Improving real-world results with real-world data for GLP-1s, cardiometabolic care & beyond

Cardiometabolic disease is an ever-growing public health crisis, spurring the need for better life-changing health insights and innovation at a faster pace. To keep up, biomedical research demands evidence generation that’s designed to represent the real world, providing a continuous perspective that captures the complexity of each individual's real-life health experiences with diabetes, obesity and related cardiometabolic conditions. Verily is dedicated to realizing this vision, building upon the foundation of the Verily-sponsored Baseline Health Study — a research initiative launched in 2017 that generated a deeply phenotyped, multi-dimensional map of health for over 2,500 individuals. The Baseline Health Study results have fueled over 20 publications that have deepened biomedical knowledge in many therapeutic areas, including cardiometabolic health, such as demonstrating patterns in walking data from wearables that may reveal early heart failure before symptoms appear, and that prediabetes is an active state of multi-system decline, not merely a risk factor.

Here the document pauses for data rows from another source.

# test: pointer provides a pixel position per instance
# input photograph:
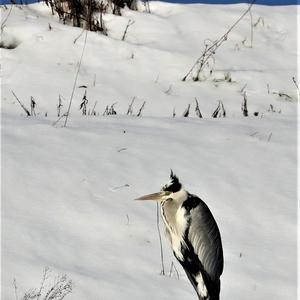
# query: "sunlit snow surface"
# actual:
(67, 193)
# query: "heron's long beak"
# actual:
(155, 196)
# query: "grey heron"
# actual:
(194, 236)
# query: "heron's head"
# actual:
(172, 190)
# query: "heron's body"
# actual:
(196, 243)
(194, 236)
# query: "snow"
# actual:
(68, 193)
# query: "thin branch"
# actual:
(295, 82)
(130, 22)
(209, 51)
(75, 81)
(6, 18)
(160, 242)
(15, 288)
(22, 105)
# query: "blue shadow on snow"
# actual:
(262, 2)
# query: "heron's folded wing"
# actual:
(203, 234)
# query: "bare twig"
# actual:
(130, 22)
(296, 84)
(130, 110)
(171, 270)
(210, 51)
(16, 289)
(197, 109)
(245, 106)
(93, 112)
(187, 111)
(22, 105)
(76, 39)
(6, 18)
(140, 110)
(75, 81)
(160, 242)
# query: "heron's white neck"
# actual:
(180, 196)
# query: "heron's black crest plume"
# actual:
(174, 185)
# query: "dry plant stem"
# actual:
(160, 242)
(251, 24)
(6, 18)
(211, 50)
(75, 81)
(130, 22)
(79, 36)
(16, 289)
(22, 105)
(295, 82)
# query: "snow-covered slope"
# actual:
(67, 193)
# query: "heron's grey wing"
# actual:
(204, 236)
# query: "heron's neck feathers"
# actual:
(180, 196)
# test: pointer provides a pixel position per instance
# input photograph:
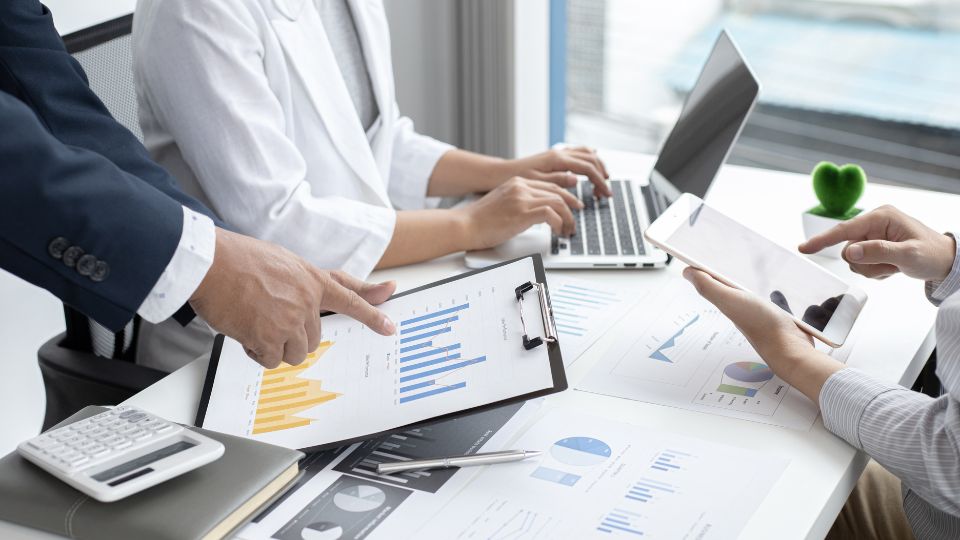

This commitment to leadership in biomedical research and evidence generation continues with the Verily Viewpoint Evidence solution, fueled by datasets from the newly-launched and Verily-sponsored Lifelong Health Study and flagship, Cardiometabolic Cohort. This participant-centered research registry integrates multi-modal health data to help researchers answer the most pressing questions in contemporary healthcare and medicine, including the challenges starkly highlighted by the often mystified patient journeys with glucagon-like peptide-1 receptor agonists — or GLP-1s.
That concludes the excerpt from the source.